The deadline to submit my game for Huzzah is rapidly approaching and I have been getting increasingly aware that I've been dragging my feet on registering my game. I just haven't been sure why. Eventually I decided the problem wasn't really the scenario, it was me. It just didn't feel "different" enough to please me. Despite my efforts to dress it up, hidden defenders, delayed deployment for the flanking columns, personal objectives,  guiding victoty conditions etc, its just a dressed up version of line 'em up and go get 'em.

I decided to go back to a variation on an old favorite,  the CS Grant Wagon Train scenario which always provides a fun game, especially in a convention setting since players are essentially   on their own in a confused situation but with clear objectives to be taken or protected. Since I had an overwhelming urge to call the game "Drums Along the Mohawk" I am adapting the scenario to involve several groups of settlers fleeing to the safety of Fort MacDuff while parties of Loyalists and Indians emerge from the woods to try to cut them off.

Now, I just need to put together a presentable wagon train out of the bits and bobs I cobble together for home use.
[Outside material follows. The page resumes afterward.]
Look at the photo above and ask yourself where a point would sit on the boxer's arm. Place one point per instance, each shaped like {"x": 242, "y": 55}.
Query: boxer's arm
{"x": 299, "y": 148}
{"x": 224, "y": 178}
I'll slip a game of something in there somewhere this weekend but fixing up the wagon train is now top priority. I would particularly like more 2 wheeled carts. Prince August limbers are my starting point there.
How long to whip this lot into shape?


  1. You certainly having the makings of a superb wagon train there- go for it...

    1. Its work thats long over due. The plastic wagons were originally painted up, teamed and crewed for 54mm games.

  2. If only you had more time, Nurnberger Meisierzinn has molds to make wagons that are 40mm. They are more 18th century style but surely with a little work would look like 19th century wagons.

  3. I am familiar with the Meistetzinn wagons, kasdive hunks of metal though atteactice once assembled and painted. But I hate working with metal molds and quite like the dollar store plastic ones though they need new teams.

    At the moment though I need more 2 wheeled carts that will fit on my grid when the need arises.

    Good suggestion though.

  4. CelticCurmudgeon has left a new comment on your post "Off on a new tack":

    Ross,Why not "Drums Along the Slohawk" just to be a bit perverse.

    Well, for one thing, I didn't think of it! Could have gone with Drums along the Mohair as well, a convoy of sweaters for the fort.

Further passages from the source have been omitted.